Python async/await — Waiting Without Blocking

Async lets your program make 100 API calls at once instead of one at a time. Essential for LLM apps. You'll write the two patterns that solve 90% of cases.

60 min · Reviewed 2026

Why async matters for AI code

Every call to Claude or GPT takes 1–10 seconds. If your app makes 50 calls sequentially, it takes minutes. With asyncio, you fire all 50 at once and wait only as long as the slowest one.

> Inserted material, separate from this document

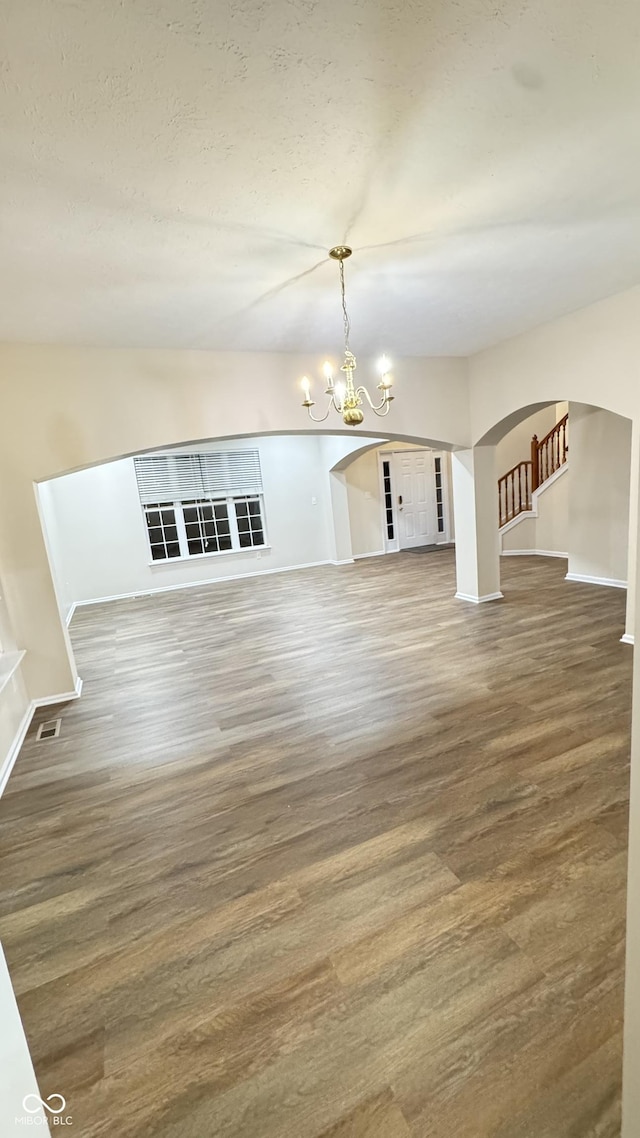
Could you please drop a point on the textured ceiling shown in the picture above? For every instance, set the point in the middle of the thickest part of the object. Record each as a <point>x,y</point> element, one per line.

This single pattern is the difference between a toy script and a production app.

import asyncio
import httpx

async def fetch(client: httpx.AsyncClient, url: str) -> dict:
    response = await client.get(url, timeout=10)
    response.raise_for_status()
    return response.json()

async def main() -> None:
    urls = [
        "https://api.github.com/users/anthropic",
        "https://api.github.com/users/openai",
        "https://api.github.com/users/vercel",
    ]
    async with httpx.AsyncClient() as client:
        results = await asyncio.gather(*(fetch(client, u) for u in urls))
    for data in results:
        print(data["login"], "-", data.get("bio", ""))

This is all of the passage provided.